Despite this, school-based SRE continues to be criticised for neglecting to explore the positive and emotional elements of sexuality, placing excessive focus on the risks of sexual activity, and for perpetuating the heteronormative erasure of LGBTQ+ experiences. Curriculum aside, awkwardness about the public discussion of sexuality often leads to disruptive behaviour, a reluctance to ask questions, and ineffective teaching, acting as a further barriers to receiving high quality SRE. Thus, there is a clear need for alternative, privately accessible sources of information about sex – a need that could be filled by the many Instagram pages now dedicated to delivering sex education in a way that centres pleasure, emotion and equality, and, crucially, can be accessed from the privacy of your own bedroom. 
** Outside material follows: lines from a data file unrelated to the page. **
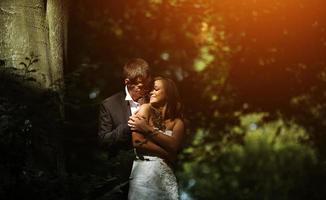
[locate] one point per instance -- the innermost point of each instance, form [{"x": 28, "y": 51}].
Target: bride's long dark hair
[{"x": 173, "y": 106}]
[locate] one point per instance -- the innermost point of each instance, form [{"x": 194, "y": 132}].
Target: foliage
[{"x": 272, "y": 161}]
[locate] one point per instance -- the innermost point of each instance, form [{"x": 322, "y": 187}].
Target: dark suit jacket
[{"x": 115, "y": 136}]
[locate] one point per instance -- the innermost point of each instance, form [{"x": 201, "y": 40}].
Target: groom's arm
[{"x": 110, "y": 137}]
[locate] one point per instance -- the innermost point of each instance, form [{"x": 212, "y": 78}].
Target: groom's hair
[{"x": 136, "y": 68}]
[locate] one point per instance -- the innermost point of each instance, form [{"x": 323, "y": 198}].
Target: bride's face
[{"x": 158, "y": 94}]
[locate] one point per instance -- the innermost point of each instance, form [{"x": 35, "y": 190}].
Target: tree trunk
[{"x": 33, "y": 44}]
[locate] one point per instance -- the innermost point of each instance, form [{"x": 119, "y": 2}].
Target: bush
[{"x": 272, "y": 161}]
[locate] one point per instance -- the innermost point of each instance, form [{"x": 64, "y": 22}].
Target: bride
[{"x": 158, "y": 132}]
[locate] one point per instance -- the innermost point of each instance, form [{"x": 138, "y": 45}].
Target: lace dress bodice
[{"x": 152, "y": 178}]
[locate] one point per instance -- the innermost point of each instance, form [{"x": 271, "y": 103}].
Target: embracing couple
[{"x": 145, "y": 119}]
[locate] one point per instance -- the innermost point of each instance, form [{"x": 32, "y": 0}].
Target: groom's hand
[{"x": 138, "y": 123}]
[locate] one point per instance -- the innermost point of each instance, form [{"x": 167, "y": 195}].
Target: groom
[{"x": 114, "y": 133}]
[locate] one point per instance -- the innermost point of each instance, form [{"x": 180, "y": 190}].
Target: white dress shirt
[{"x": 134, "y": 106}]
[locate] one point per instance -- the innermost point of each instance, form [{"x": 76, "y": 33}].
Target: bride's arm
[
  {"x": 169, "y": 143},
  {"x": 148, "y": 147},
  {"x": 143, "y": 144},
  {"x": 173, "y": 143}
]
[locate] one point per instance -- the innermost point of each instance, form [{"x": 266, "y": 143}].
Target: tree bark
[{"x": 36, "y": 30}]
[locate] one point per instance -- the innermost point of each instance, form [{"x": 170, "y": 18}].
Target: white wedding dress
[{"x": 151, "y": 178}]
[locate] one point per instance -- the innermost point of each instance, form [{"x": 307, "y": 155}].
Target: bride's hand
[{"x": 138, "y": 123}]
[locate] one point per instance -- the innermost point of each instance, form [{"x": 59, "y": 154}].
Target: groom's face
[{"x": 138, "y": 88}]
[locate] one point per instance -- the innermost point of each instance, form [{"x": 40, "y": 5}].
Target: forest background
[{"x": 251, "y": 73}]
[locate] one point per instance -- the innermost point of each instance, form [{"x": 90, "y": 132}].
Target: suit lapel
[{"x": 126, "y": 107}]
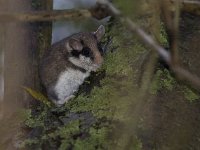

While schools often use STIs as a scare tactic to warn teens off having sex, Emily Depasse (@sexelducation) works to dismantle STI stigma, providing her followers with practical advice about how to discuss screenings with your partner(s) and enjoy sex safely no matter your status. Shrimp Teeth (@shrimpteeth) offers up tips for setting healthy boundaries and navigating emotions such as jealousy and self-consciousness within polyamourous relationships, catering for a group typically overlooked by mainstream SRE. Educating her followers on how to have sex that is good rather than merely safe, Ruby Rare (@rubyrare) gives advice on how to achieve pleasure, explaining that placing less focus on penetration, using more lube and encorporating sex toys are all things that can help you to have better sex.

When I spoke to a group of young women about their responses to some of the sex-positive content currently popular on Instagram, Zahra*, 21, told me ‘I only really just started enjoying sex once I saw that it wasn’t just, you know, p in v, its so much more. I feel like if I’d seen these posts before I came to that realisation that would have been really helpful’. Kathy*, 23, explained that she felt this content would have prevented her from feeling pressured into sexual activity, telling me ‘if I’d seen something like this when I was younger I would have been like ‘oh yeah, you can just do kissing all night and that’s fine too, and that’s a form of sex. Or you can just do foreplay, and that’s all-of-the time play, and that’s fine too. We have such a script in our heads of how we think sex is supposed to go’. 

With internet access now so ubiquitous, pornography websites have previously been reocginised as the main source young people turn to when our questions about sex are left unanswered by schools. While research suggests porn isn’t quite as harmful as it has long been feared to be, it is usually unrealistic, and studies suggest young people lack the skills to differentiate between portrayals of sexual activity in porn and real-life sexual relationships. Because of this, social media may be a better educational tool – it is equally private and equally accessible, yet the vast majority of those producing sex education content go out of their way to represent the funny, awkward, emotional and practical elements of sex – not just those that are ‘sexy’. 

Ruby Rare’s posts contain a number of reminders that sex ‘rarely looks like the stuff you see in porn’, and advises us to check in frequently with our partners. One of the most popular posts on the page of Illustrator Hazel Mead (@hazel.mead) is an image containing a collection of naked figures displayed under the heading ‘things you don’t see in mainstream porn’. Mead’s annotations point out that some of the figures are feeling ticklish, some can’t get in the mood; others are experiencing queefs or erectile dysfunction; some have pimply bums, stretch marks, or scars; some are taking water breaks, undergoing awkward position changes or finding a hair in their mouth. 

These depictions of sexual experience undermine the realism of pornographic media and could relieve the pressure many young people feel to emulate idealised representations of sex. As Lola*, 22, told me after seeing this post: ‘it gives you a sigh of relief, because sex is sometimes awkward and you can sometimes leave a sexual experience where something very normal happens and feel very embarrassed about it. It’s nice to look through these and go ‘oh, all those things are normal!’’.

While efforts to improve the quality of SRE can (and should) be tackled within the classroom, it seems that the unashamed discussion of sex and sexuality brought about by these Instagram accounts could be equipping young people with knowledge that is vital to informing our decision making and protecting our well being.

* All names have been changed to protect the identity of the young women I spoke to.